Coronavirus: Il Governo ha varato il nuovo decreto legge, che entra in vigore da lunedì 26 aprile.
Sostanzialmente dal 26 aprile viene di nuovo istituta in Italia la zona gialla (confermate la zona rossa e la zona arancione) ma con regole nuove:
– resta il divieto di spostamento fra le 22 e le 5 del mattino (in base ai dati epidemiologici, dal 1 giugno l’orario per gli spostamenti sarà esteso);
– dal 1 maggio al 15 giugno è consentita una visita al giorno in un’abitazione privata, nel limite di 4 persone (esclusi minorenni, persone con disabilità o non autosufficienti). La visita giornaliera con le stesse regole è consentita anche in zona arancione, all’interno del comune e resta vietata in zona rossa;
– Ci si sposta liberamente fra regioni gialle. Serve invece un “pass verde” per andare nelle regioni rosse o arancioni, che può consistere: attestazione che uno è vaccinato e ha durata di 6 mesi; attestazione che uno ha avuto il Covid e ha durata di 6mesi; attestazione di tampone molecolare o antigenico rapido con esito negativo effettuato nelle 48 ore precedenti;
– le attività di bar e ristorazione possono lavorare con servizio al tavolo negli spazi all’aperto, sia a pranzo che a cena;
– l’attività di ristorazione potrà essere svolta nei locali al chiuso a partire dal 1 giugno, dalle 5 del mattino alle 18 (quindi no a cena, cena sempre all’aperto);
– le attività sportive anche di contatto possono svolgersi all’aperto, ma c’è divieto di utilizzo degli spogliatoi;
– riaprono teatri, cinema e musei, sale spettacolo e locali con la regola della capienza ridotta del 50% per un massimo di 1000 persone all’aperto e 500 al chiuso.
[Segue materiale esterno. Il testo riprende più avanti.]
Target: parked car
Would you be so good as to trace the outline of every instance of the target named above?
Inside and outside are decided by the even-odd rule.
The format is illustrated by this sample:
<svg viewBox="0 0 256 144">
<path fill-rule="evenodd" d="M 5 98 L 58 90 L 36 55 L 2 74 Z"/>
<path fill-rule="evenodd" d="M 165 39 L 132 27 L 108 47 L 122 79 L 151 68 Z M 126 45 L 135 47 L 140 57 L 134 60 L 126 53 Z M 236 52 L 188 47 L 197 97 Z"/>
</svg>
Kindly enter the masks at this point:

Inoltre uso della mascherina, prenotazione online del biglietto e pre-assegnazione del posto;
– dal 15 maggio riaprono nei festivi e prefestivi i negozi dei centri commerciali;
– dal 15 maggio aprono le piscine all’aperto;
– dal 1 giugno aprono le palestre;
– dal 1 luglio riaprono fiere, convegni, centri termali e parchi tematici divertimento;
– Scuola e Università: tutte le scuole in presenza (dal nido alle medie), mentre le scuole superiori possono rientrare a un minimo del 60% fino a un massimo del 100%. Questo vale anche in zona arancione.
In zona rossa le scuole superiori fanno in presenza dal 50% al 75%.
Le Università, nelle zone gialle e arancione, svolgono le attività soprattutto in presenza.
Che posso aggiungere? Che mi auguro che la Toscana entri in zona gialla già da lunedì.
Il Ministero della Salute lo deciderà dopodomani (venerdì).